Friday, June 20, 2014

What? This Old Thing?


This morning in the locker room, I complemented a young man on his shoes.  They were a nice looking pair of grey deck shoes.  He said, “Oh thanks.  They’re Polo’s but they were only $35 at Macy’s.”  As he waved good-bye and walked away, I wondered why did he tell me they were only $35?

It’s not the first time I’ve contemplated this type of reaction because I think I do it all the time.  My wife will say, “That shirt really looks nice on you,” and I’ll respond, “I’ve had this shirt a long time, got it off the sale rack.”  My golf buddies will complement me on a nice drive and I’ll generally say something like, “Yeah, I was due to get lucky sooner or later!”  When I informed my sisters that Jan and I had booked a cruise, I hastily explained that we had free rewards flights to New Orleans, and listed all the financial discounts that made the cruise “a really good deal!”  Why do I do this?  Do you ever catch yourself doing the same thing?

The “what” of this is fairly clear to me—we devalue the complement as if, in a self-depreciating way, we don’t really deserve it and deprive the one making the favorable observation from their opportunity to do or say something positive.  The result is that neither of us benefits from the well-intended statement; I shrug it off by minimizing it (and myself), and the complementer is cheated from the positive feeling of paying a tribute to me.  Now the huge difference between Jan and me is that, when I say, “You look really fit, I can tell you’ve been working out hard,” she’ll say “Thanks!”  I wait for the disclaimer that doesn’t come.  She simply says “Thanks”, or “I appreciate that!” 

So now I’m left unable to answer the “why” of my behavior. Do I need to maintain an image of frugality and make sure everyone knows that really sharp shirt was on the sale rack?  Do I feel I will be judged by being too extravagant and irresponsible with my funds?   Do I/we just feel some vague sense of discomfort hearing something positive about ourselves, like, perhaps, we don’t warrant it? Is it a mindset incubated by depression-era parents who made me clean up every plate set before me, even when it was liver and onions?  Probably. 
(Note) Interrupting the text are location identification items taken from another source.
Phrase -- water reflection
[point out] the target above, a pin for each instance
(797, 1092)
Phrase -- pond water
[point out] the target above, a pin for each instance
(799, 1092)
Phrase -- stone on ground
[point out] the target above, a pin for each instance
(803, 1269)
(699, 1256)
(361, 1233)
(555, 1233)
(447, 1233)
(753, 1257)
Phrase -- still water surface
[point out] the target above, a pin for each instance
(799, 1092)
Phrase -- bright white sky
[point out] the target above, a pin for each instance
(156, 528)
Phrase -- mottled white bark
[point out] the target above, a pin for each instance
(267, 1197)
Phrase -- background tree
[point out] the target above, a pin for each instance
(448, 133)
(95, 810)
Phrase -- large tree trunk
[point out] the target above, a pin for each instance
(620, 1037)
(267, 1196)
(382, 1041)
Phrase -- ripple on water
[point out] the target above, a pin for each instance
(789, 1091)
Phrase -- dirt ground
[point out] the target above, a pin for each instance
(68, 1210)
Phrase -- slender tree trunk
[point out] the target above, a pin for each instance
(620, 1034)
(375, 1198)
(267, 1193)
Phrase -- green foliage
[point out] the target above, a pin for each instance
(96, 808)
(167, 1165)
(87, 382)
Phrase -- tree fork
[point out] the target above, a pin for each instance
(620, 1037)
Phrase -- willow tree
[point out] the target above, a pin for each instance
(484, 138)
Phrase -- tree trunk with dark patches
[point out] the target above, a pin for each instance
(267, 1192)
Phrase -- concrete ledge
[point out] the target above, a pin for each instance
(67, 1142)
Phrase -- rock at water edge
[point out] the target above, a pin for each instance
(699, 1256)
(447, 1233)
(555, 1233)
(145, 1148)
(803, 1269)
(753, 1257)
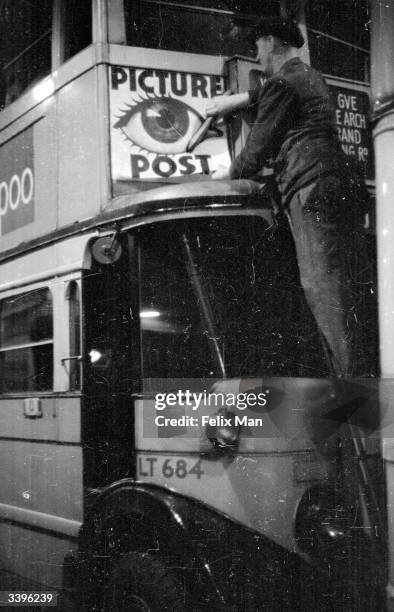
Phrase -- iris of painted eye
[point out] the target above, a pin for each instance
(166, 120)
(160, 125)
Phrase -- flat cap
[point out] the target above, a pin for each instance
(284, 29)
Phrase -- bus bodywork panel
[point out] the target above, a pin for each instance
(54, 159)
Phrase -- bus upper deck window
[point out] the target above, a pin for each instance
(194, 26)
(26, 342)
(25, 45)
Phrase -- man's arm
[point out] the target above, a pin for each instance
(223, 105)
(276, 112)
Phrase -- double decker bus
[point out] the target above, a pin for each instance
(170, 435)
I haven’t figured this out yet, but this week when I drill a 250 yard drive straight down the middle of the fairway, I’m going to smile a little and simply say “Thanks!”  I’ll change the behavior first and keep trying to figure out the inclination.  Help me out—what do you think?

Saturday, June 14, 2014

May I Help You?


This morning, in the locker room following my workout, I overheard two older men musing about the state of the world.  As aging baby-boomers tend to do, they opined about any number of things.  I paid little attention as they were discussing the demise of the service industry within our culture until one gentleman said, “Take the concierge at any hotel, for instance.  They are a dying breed because if you want a good restaurant or to find out where the museum is, all you have to do is google it.”  The use of the ‘C’ word immediately caught my attention because, if you glance again at the top of the page, you’ll see that concierge holds a place of distinction on our website and is the cornerstone to our approach to working (read serving) our clientele.

My first reaction was to jump into the conversation and defend the service industry in general and concierges in particular.  I restrained myself because one, I know the futility of arguing with old men, being one myself, and two, I realized I should pay attention to the possibility and implications of his discourse.

Several years ago, our team adopted the model of a concierge because we believed it characterized the manner in which we desired to engage our partners.  If you’ve ever used the services of a concierge, you may have experienced the process they utilize to be of service to you.  Let’s say you are seeking a good restaurant followed by some musical entertainment and you are new in town.  A good concierge will undertake four tasks that will help him/her be of service to you: Data Collection/Needs Assessment, Capacity Building, Strategic Planning and Implementation, and Evaluation and Sustainability.  You’ll get the type of food you are looking for within your price range, the reservation and taxi ride will be established within your specifications, you’ll be grateful that you knew the appropriate attire—and  carried your umbrella—and the concierge will greet at the end of the evening with, “How was your meal?”

One of the 60’s-something was explaining to the other how technology and the internet had “flattened” out the world and, while information may be available through key strokes, knowledge and meaningful experiences reside within interactions with others.  Most of us, I trust, don’t live in the movie world of HER.  Technology cannot replace connectedness.  The internet can lead us to a location but it doesn’t supply us with the richness of a relationship with others.  However, the gentleman poses a good argument as we use the ATM, check-in with our flight on a kiosk, bag our own groceries and we have been pumping our own gas for decades.  Do we need anybody for anything?  The Huffington Post reported in April of 2013 that 18% of Americans polled thought that robots/sexbots would be available by 2030 and almost 10% said they would hook-up if they could.  Lord!

I feel a little better when I look at the Concierge Approach website and reread our tagline—Data doesn’t change behavior, inspiration does!